# Heat Transfer Vinyl causing bubbles



## HCTee (May 11, 2013)

Hello, I use Sisor Weed heat transfer, but for some reason, after a wash or 2, the shirt seems to have shrunk, yet the vinyl doesn't. It creates a wavy texture on the shirt. I was wondering if I was pressing at high temps or not enough temp....or am I using bad transfer vinyl. I can't seem to figure it out. Does anyone have a similar issue?


----------



## jackpine (Jul 27, 2009)

Cold water wash, warm or line dry would be the best.


----------



## MadeByM.E.313 (Nov 20, 2010)

I'm not familiar with that brand of vinyl, but it seems to me that it's the shirt that is causing you the problems. 
Follow the vinyl directions on what temperature to wash it in. 
Your shirt might have shrunked drastically which leaves the vinyl intact so it looks stretched. 
Good luck bro!


----------



## HCTee (May 11, 2013)

I will try the cold water wash, and the line dry. I have an opportunity to sell these clothes in the local mall, however I want to make sure my product is the best it can be. I'm hoping I can figure out a solution to this.

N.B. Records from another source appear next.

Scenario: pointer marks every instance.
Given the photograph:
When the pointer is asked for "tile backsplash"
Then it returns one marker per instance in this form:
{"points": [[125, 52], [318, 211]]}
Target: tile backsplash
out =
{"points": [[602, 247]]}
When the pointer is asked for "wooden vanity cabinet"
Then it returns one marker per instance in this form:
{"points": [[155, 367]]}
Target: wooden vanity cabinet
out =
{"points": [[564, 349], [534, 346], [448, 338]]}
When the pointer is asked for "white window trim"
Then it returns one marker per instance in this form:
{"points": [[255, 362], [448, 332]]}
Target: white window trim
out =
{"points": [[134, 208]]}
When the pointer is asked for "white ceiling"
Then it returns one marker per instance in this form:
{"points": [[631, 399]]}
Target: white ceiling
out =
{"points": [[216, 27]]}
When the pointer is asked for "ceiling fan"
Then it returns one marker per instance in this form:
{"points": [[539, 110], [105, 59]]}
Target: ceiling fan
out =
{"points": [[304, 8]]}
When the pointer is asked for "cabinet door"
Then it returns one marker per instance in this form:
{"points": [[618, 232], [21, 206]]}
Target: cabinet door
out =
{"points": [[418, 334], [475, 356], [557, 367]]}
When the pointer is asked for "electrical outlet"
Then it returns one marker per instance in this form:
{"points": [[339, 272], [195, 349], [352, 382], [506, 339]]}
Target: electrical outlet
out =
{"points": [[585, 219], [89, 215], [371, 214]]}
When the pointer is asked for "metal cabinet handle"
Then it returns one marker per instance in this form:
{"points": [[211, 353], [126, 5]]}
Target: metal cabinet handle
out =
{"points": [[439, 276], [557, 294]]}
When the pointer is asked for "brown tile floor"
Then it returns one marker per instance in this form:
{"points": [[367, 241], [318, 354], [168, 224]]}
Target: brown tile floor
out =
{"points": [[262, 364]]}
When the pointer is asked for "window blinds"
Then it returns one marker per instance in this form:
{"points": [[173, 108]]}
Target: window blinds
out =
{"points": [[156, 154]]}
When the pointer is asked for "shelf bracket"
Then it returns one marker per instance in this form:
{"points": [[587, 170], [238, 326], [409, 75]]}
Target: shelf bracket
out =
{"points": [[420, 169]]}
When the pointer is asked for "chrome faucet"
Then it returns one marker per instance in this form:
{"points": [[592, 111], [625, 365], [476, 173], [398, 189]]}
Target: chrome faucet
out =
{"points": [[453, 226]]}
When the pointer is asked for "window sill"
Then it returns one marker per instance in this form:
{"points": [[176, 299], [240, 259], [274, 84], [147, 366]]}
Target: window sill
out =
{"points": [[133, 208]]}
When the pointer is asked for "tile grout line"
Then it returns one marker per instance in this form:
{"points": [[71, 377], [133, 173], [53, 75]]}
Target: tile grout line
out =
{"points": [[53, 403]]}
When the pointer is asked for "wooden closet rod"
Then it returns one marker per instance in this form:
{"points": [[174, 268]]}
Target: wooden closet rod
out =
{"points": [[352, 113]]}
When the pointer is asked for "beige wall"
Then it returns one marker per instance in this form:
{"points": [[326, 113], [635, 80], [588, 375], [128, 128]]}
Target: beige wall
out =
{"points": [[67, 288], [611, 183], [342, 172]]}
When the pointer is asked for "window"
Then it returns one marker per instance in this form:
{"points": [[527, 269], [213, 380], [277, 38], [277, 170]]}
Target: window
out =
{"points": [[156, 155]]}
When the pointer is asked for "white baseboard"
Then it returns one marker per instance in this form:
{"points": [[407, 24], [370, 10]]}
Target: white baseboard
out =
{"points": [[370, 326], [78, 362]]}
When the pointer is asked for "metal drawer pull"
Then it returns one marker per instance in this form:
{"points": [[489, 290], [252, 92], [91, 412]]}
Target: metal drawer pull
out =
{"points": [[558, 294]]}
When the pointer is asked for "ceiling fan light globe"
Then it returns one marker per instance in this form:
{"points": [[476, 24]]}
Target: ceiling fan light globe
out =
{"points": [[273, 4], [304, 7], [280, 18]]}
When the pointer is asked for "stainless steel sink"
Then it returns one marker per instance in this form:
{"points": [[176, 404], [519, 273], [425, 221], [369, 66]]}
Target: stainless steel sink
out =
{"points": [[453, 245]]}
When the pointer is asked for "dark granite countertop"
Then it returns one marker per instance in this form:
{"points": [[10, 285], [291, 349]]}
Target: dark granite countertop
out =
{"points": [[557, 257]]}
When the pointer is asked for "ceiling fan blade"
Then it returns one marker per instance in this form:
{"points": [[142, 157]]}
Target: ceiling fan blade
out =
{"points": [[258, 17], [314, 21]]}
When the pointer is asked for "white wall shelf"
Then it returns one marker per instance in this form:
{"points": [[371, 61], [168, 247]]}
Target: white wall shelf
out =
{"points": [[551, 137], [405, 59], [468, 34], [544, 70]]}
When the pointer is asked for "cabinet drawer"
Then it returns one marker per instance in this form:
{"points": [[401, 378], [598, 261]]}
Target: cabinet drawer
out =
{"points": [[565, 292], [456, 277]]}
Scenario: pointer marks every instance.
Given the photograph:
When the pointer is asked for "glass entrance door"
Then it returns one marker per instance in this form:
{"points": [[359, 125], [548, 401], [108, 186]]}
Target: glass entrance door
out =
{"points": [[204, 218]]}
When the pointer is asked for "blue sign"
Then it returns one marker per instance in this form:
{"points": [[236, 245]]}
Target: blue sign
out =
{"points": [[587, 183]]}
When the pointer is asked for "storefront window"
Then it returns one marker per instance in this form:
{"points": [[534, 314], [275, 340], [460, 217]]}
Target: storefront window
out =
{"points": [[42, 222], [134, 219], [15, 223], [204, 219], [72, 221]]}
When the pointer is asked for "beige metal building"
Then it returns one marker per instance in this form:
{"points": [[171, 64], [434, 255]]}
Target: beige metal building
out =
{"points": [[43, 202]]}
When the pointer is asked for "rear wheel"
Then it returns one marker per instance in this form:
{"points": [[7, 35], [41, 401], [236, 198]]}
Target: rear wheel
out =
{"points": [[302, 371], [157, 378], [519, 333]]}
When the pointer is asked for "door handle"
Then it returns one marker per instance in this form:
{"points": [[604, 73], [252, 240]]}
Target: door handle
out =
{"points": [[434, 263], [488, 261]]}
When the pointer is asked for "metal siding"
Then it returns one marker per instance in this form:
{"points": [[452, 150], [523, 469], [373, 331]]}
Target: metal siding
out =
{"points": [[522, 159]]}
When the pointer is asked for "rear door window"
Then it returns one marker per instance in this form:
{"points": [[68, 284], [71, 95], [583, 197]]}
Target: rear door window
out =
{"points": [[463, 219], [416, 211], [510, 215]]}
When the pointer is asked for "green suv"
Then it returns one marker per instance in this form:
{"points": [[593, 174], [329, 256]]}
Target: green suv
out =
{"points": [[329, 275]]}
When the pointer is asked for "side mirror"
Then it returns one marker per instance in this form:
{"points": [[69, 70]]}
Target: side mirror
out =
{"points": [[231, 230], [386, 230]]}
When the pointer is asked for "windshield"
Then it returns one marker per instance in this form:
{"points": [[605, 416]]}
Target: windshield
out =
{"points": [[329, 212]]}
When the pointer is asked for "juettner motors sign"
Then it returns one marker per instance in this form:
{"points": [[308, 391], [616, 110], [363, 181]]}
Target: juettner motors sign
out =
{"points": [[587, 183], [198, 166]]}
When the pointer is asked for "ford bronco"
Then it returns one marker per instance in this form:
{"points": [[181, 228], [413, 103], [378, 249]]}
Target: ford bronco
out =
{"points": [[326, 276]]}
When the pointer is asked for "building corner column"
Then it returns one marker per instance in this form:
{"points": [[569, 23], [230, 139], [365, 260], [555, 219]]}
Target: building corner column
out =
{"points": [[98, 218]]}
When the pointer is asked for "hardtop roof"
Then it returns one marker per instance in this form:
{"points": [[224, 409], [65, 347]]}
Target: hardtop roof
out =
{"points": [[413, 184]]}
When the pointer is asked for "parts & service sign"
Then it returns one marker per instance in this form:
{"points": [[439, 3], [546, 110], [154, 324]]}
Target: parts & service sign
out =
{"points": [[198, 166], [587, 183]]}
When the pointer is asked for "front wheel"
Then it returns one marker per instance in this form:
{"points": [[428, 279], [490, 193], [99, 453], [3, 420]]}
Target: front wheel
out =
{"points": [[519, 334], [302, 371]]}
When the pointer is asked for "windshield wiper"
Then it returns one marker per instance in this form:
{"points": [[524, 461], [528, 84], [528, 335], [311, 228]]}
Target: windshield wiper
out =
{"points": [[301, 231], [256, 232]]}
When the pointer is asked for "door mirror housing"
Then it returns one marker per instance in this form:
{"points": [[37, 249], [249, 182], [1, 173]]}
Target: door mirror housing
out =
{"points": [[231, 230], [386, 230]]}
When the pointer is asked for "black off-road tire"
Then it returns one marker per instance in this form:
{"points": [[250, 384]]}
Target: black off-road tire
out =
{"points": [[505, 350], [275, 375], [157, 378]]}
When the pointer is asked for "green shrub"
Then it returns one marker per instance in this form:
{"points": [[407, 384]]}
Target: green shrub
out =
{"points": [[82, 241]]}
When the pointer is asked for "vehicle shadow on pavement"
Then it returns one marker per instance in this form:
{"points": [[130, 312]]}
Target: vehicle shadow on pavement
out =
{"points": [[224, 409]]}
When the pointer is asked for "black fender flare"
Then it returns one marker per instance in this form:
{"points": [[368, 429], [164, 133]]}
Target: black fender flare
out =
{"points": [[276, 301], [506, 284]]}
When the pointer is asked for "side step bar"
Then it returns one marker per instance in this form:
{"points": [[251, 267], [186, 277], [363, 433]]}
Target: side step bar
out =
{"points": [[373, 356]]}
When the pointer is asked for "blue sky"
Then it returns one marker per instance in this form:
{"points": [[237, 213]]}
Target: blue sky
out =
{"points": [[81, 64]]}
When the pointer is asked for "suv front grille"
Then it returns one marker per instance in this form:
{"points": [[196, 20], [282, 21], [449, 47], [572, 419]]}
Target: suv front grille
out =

Do you recommend a better heat transfer vinyl?? I would like to use the best possible kind.


----------



## MadeByM.E.313 (Nov 20, 2010)

Try out Stahl's.
They have a section here in the forums.

That is where I get all of my vinyl needs.
Check out my site and you'll see what I have been able to create using them. 

Great price and quality.
Good Luck!


----------



## HCTee (May 11, 2013)

Check out your site. I like a lot of the stuff you have on there. I'm guessing you also use a very sophisticated cutter? I'll check out Stahl's. Thank you very much. Hat City Clothing . com is my website, if you would like to see what I'm working with.


----------



## MadeByM.E.313 (Nov 20, 2010)

That's tight!
Cool logo man! 
Its not fancy cutter just an old graphtec. I'm still learning from it, my goal for the year is to create artwork that would make it easier for me during the weeding process. Looking good bro!


"Vivo Sabroso, Porque Siempre Trabajo"


----------



## jackpine (Jul 27, 2009)

This is information for your customers.
"cold water wash, and the line dry or low heat"


----------



## SickPuppy (Aug 10, 2009)

The issue you are having is the shirt not the vinyl. The shirt is shrinking causing the vinyl to pucker. Even preshrunk T-Shirts will still shrink a little after washing.

Very important to tell the customer to COLD Wash and use low temp drying


----------